Friday, February 27, 2009

Apple Green Jumpsuit

So, yeah, remember how I’m in love with jumpsuits?

I made one out of apple-green polyester knit using this pattern.

I figured that I would have some fit issues. The pattern’s hip measurement is a little narrower than my hips. To adjust for that, I made the outer seam allowances a little narrower in the hip area.

My waist isn’t that small but it is pretty high and I have a rather long torso. I decided not to do a high-waist adjustment because I thought that the torso would end up too short. I’m glad I didn’t as the torso is just barely long enough. There is no “camel” effect, but if I’d shortened it at all, it would have been all camel - all the time. Yikes.

I ended up with too much extra fabric between the boobs and the hips. (Was this because I couldn’t adjust for the waist?) It was looking pretty lumpy in the front around the zipper and there was no obvious waistline. I was not digging it at all.

I decided to try adding some double-dart-thingies on either side of the zipper. I eyeballed where the darts should go and pinned them in. I tried on the suit and moved the pins around until the darts seemed even and straight. Then I took it off, checked my work, and stitched them in. It worked! It fits so much better now. The lumpiness under my boobs is completely gone and the suit as a whole is rather sleek, actually.

The collar was a bit of a pain. It needs to be exactly the same height on either side of the zipper and the points need to be precise. The poly didn’t really want to be ironed so it was really difficult to make it look even and crisp. Instead, it came out kind of wrinkly and bendy but I don’t think it’s too noticeable.

I knew I needed to add a belt to camouflage my belly but I wasn’t sure what to do. I thought, at first, about wearing a wide store-bought belt in a complimentary color at the hip line. I experimented with a few different ideas but eventually decided that a contrast line at my hip just made my hips look wider and didn’t really do anything to camouflage the beer gut.

I decided to make a self-belt with a white ring closure in the front. It was really hard to find a white ring that was the right size. The internet was useless. Eventually I found a child’s white bangle bracelet at Claire’s that was just perfect.

Leaving the belt un-attached didn't really work. It kept riding up and sliding around. After some trial and error, I attached the belt to the suit by cutting it down to the right length and stitching it into the seams at the side.

Here is the finished jumpsuit. I think it came out really well.

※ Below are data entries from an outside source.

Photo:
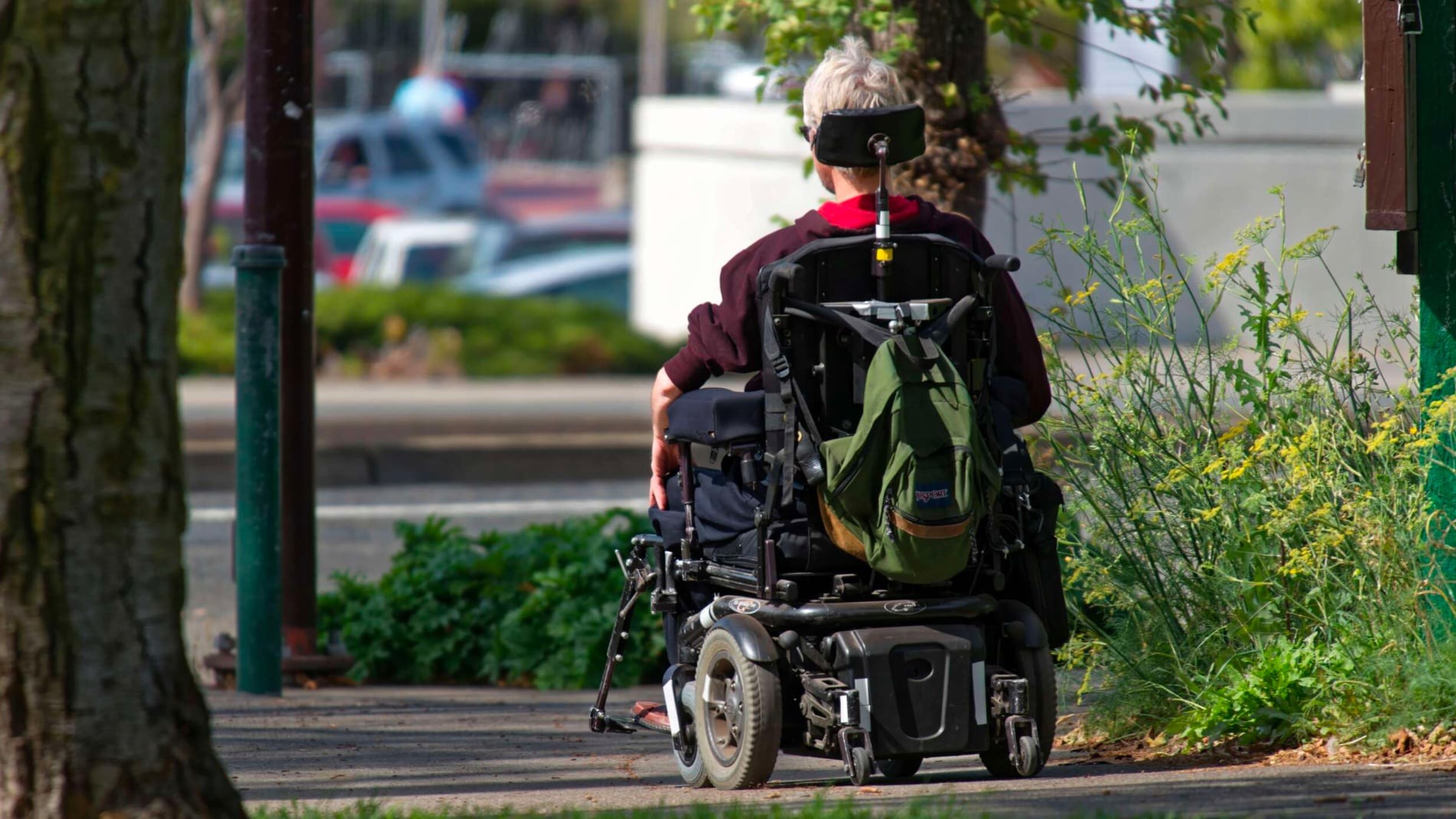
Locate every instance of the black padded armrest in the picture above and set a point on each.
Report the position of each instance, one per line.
(717, 416)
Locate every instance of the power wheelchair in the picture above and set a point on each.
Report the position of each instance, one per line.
(778, 639)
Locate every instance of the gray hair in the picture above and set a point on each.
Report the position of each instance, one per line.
(849, 77)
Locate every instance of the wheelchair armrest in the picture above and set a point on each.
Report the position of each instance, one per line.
(715, 416)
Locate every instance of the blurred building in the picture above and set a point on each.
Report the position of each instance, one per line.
(746, 162)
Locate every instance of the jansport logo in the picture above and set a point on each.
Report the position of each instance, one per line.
(932, 495)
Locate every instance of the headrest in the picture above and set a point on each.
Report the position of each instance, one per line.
(844, 136)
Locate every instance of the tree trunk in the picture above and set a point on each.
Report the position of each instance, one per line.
(100, 712)
(966, 129)
(202, 200)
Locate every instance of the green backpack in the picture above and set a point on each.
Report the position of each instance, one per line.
(907, 489)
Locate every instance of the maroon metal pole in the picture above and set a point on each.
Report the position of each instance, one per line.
(278, 210)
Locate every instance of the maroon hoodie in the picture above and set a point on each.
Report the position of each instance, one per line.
(724, 336)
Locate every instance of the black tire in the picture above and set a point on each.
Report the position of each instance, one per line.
(689, 761)
(739, 715)
(1041, 683)
(861, 767)
(902, 768)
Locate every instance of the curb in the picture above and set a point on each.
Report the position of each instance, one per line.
(490, 459)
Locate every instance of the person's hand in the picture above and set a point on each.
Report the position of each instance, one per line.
(664, 461)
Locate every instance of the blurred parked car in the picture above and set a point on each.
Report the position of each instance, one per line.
(401, 251)
(343, 224)
(500, 244)
(339, 226)
(408, 163)
(602, 275)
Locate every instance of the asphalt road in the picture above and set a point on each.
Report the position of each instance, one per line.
(493, 748)
(357, 532)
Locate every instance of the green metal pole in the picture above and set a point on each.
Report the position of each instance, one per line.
(1435, 79)
(260, 611)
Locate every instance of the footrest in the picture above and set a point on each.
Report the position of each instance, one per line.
(603, 722)
(640, 713)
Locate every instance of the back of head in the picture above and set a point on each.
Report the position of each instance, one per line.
(849, 77)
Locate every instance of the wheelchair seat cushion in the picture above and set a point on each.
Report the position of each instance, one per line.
(717, 416)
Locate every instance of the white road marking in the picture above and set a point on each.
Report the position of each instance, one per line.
(420, 511)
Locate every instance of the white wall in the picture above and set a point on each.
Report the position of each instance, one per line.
(711, 175)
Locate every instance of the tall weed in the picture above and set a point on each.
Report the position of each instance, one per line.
(1247, 529)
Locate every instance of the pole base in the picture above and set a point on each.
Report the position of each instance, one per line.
(303, 671)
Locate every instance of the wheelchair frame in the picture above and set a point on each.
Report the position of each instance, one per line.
(769, 631)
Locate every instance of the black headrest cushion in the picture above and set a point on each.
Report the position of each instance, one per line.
(844, 136)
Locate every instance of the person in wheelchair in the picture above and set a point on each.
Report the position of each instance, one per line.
(724, 336)
(912, 354)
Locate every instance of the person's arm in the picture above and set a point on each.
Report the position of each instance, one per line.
(664, 457)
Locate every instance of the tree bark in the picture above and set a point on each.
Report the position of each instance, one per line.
(100, 712)
(966, 129)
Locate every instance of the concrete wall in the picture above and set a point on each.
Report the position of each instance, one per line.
(711, 175)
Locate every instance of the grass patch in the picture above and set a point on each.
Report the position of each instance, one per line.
(454, 333)
(1247, 529)
(532, 607)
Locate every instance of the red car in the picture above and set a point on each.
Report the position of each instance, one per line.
(343, 223)
(339, 226)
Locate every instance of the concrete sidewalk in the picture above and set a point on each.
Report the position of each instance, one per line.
(398, 432)
(493, 748)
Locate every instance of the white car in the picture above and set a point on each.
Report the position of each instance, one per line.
(411, 163)
(602, 275)
(404, 251)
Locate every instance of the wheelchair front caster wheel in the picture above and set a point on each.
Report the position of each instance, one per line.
(689, 761)
(859, 765)
(902, 768)
(1028, 758)
(739, 713)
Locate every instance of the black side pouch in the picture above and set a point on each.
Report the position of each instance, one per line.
(1037, 571)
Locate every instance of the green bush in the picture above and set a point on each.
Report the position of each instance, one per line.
(529, 607)
(498, 336)
(1247, 526)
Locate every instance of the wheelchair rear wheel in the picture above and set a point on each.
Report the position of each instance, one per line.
(737, 715)
(1041, 702)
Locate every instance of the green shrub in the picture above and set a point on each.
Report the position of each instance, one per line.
(1247, 527)
(529, 607)
(497, 336)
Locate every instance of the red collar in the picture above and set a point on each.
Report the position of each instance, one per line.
(859, 213)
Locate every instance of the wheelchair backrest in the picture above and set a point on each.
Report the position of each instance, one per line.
(828, 364)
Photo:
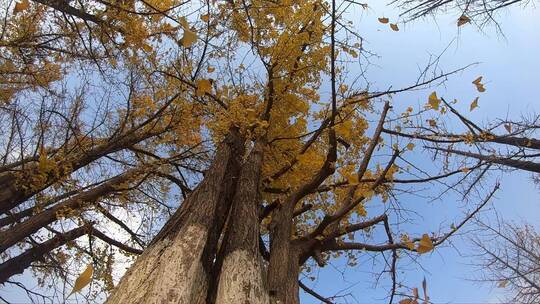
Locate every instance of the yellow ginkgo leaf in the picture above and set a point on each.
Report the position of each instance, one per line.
(474, 104)
(407, 241)
(463, 20)
(21, 6)
(189, 38)
(477, 80)
(479, 86)
(425, 244)
(434, 101)
(84, 279)
(203, 86)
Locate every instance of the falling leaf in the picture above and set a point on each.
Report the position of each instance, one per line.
(463, 20)
(203, 86)
(407, 241)
(425, 244)
(21, 6)
(189, 38)
(434, 101)
(84, 278)
(474, 104)
(477, 80)
(479, 86)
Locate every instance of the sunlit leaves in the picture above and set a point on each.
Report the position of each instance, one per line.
(434, 101)
(407, 241)
(463, 20)
(203, 86)
(425, 244)
(84, 279)
(21, 6)
(479, 86)
(189, 38)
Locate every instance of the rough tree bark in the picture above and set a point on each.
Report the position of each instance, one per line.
(176, 267)
(241, 278)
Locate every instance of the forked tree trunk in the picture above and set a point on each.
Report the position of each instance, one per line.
(176, 267)
(241, 277)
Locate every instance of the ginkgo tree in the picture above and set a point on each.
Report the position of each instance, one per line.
(110, 104)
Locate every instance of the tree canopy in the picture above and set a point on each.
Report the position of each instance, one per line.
(125, 122)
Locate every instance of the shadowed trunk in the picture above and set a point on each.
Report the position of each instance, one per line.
(241, 278)
(177, 265)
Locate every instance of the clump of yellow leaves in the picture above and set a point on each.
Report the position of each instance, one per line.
(189, 37)
(21, 6)
(434, 101)
(84, 279)
(407, 241)
(425, 244)
(203, 86)
(479, 85)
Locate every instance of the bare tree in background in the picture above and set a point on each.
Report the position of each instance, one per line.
(510, 259)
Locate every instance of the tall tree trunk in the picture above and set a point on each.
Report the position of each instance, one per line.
(241, 278)
(176, 266)
(280, 253)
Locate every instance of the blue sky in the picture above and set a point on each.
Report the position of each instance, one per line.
(509, 65)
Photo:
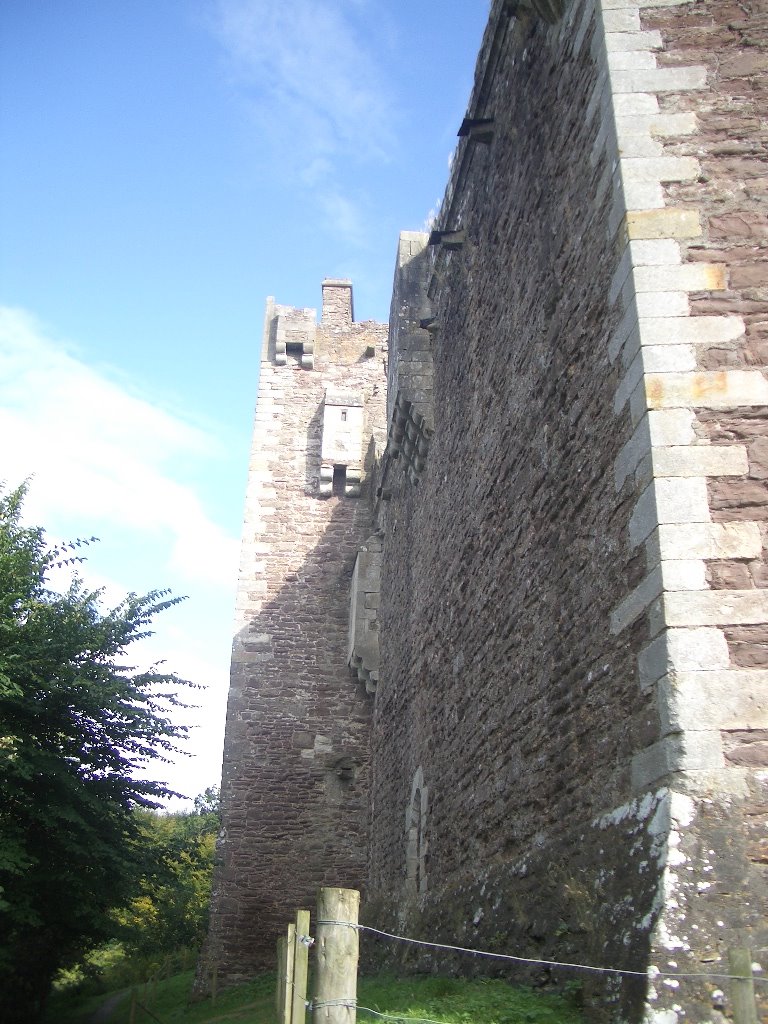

Saturday, February 14, 2009

Red One

This poor pattern.

I suspect it was someone’s hated Home Ec project from the way each piece was haphazardly cut out. Many of the notches were cut off and the cut-lines were missing (or cut crookedly) on several pieces. Plus, it was shoved back into the envelope without any care. The pieces were so crumpled that not even gentle ironing could get them to completely flatten out. The main piece was so brittle that it tore several times (in the darts!) while I was trying to pin it.

Does anyone know a good way to repair torn patterns? I’m tempted to use cellophane tape, but I’m a little afraid. Any advice will be gratefully accepted.

It’s too bad that someone so obviously hated this pattern cos I love it!!! I used leftover red broadcloth from this project. Unfortunately I didn’t have enough for the jacket, but I wish I had. The jacket is too cool!

There is only one main piece for the dress and two more small pieces for the facings. It really couldn’t be any easier to cut and assemble (which makes me wonder why it took, like, 5 hours from start to finish. I think I’m out of practice.) The only major adjustment I made was to shorten the bodice to accommodate my weirdly high waist. I also shortened the skirt a bit as mid-calf doesn’t look that great on my short stubby legs.

For some reason, there is no facing piece included for the armscye. The pattern instructs you to make one out of bias tape. Instead, I cut a strip of fabric about an inch wide. It worked out okay, but not great. The facing keep flipping out flat under my armpit. Not enough to come out of the hole, but enough to rub uncomfortably.

I was afraid of the collar at first, but it worked out very well. I’ve heard horror stories about making collars, so I’m glad this one was easy to attach. I might even be brave enough to try a making a shirtwaist now. Although, the thought of making a shirtwaists' worth of buttonholes still horrifies me.

My one regret is the fusible interfacing I used around the neck. It’s entirely too heavy and I had a heck of a time getting the neck facing to lie down. I eventually had to topstitch it flat.

The zipper is, as usual, a nightmare. I still don’t quite have the hang of zipper installation. The good news, though, is that I used my new Viking double-sided zipper foot for the first time and it’s a dream and a half. It’s got a clip on each side so you can just snap it in place and its reversible, and can be turned to accommodate whichever direction you need to sew.